I have always been a blogger, even when I was writing in a locked diary in elementary school. This is how I’ve always written. There were spiral-bound notebooks, and there was Blogspot, then Livejournal, and in 2006, there was Twitter. I joined long before the rest of my internet friends, and I couldn’t quite convince them why the site was so fascinating to me.

I revel in creative restraints. This is also why I love print. Maybe it’s why writing books has been so hard for me. Why write 200 pages when you can get it done in 140 characters?

This is not about why I’m leaving Twitter. Right now, I’m not. I’ve spent a lot of years off social media for the moral reasons, and that didn’t stop billionaires from buying our communities. Instead, my connections suffered. The people I like, love, enjoy—that’s where they are. I have to be there, too. In the third year of ~all this, I have nowhere else to be.

This letter is about finding peace in your online space. Right now, I’m making the choice to stay on these platforms because that’s where my people are. I came back last year because I felt lonely. I came back because I have a book coming out. I came back because I never really left.

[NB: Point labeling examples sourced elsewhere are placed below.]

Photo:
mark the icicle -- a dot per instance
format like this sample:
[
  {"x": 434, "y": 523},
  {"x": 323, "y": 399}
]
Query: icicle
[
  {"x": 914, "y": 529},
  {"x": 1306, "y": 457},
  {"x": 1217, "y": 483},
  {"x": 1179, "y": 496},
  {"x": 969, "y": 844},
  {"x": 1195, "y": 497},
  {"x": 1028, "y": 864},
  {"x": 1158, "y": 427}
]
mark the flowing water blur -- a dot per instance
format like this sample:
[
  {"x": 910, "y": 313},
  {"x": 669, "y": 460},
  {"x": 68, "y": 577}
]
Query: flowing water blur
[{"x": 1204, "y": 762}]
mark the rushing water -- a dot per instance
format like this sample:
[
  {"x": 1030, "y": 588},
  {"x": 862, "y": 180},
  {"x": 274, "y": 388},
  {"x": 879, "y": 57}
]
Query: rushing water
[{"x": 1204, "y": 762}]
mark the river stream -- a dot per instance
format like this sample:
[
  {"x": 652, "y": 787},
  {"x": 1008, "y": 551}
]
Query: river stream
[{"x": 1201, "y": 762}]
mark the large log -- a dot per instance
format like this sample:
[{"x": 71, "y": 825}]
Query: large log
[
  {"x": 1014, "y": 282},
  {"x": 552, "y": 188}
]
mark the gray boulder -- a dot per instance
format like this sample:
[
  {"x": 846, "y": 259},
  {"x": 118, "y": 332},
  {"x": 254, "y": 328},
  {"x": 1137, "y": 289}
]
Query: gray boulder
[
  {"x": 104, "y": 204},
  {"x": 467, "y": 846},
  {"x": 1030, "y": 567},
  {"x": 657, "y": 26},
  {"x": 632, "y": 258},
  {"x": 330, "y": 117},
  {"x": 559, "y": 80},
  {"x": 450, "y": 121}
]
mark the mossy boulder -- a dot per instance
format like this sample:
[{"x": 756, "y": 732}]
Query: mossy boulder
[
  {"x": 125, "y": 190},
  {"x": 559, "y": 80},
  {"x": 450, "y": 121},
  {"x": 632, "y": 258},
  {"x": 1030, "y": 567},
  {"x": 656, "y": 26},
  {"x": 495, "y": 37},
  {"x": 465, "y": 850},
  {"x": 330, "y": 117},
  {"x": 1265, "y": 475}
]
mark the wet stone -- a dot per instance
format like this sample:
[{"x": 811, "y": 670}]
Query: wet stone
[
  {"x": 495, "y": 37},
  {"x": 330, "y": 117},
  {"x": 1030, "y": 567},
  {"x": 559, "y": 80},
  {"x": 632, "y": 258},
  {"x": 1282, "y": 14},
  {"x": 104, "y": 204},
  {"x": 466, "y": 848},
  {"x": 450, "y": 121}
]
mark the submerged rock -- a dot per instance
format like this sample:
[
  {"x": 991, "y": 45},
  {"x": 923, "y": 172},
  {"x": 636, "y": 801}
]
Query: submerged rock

Because I revel in creative restraints, last month, I made myself a resolution to get my book finished. I’ve been dragging my feet, afraid of letting it go out into the world, but it needs to be done now. Then March happened, you might remember, and I had to take time off from everything I was doing.

I’m back from LA now, but I don’t know that I really feel better. I wanted to feel different. But I’m still tired. I’m still afraid to let this book go.

My imposter syndrome is not about writing. I know I can write. My imposter syndrome is about sewing. How dare I call myself an expert? Who am I to tell you what to do? The answer is simple: I’m a teacher. I’ve been sewing since I was a kid. I sew my own clothes.

So why is that answer hard for me to accept? It took me about an hour to make the zine this book is based on. I didn’t even think about it. My zines are online, but that doesn’t mean they travel very far. This book, though, who knows where it’ll go?

This book has been hard because it’s the first. Because it’s not my work alone. Because, somewhere in the back of my head, there’s a thought: what if it blows up? Am I ready?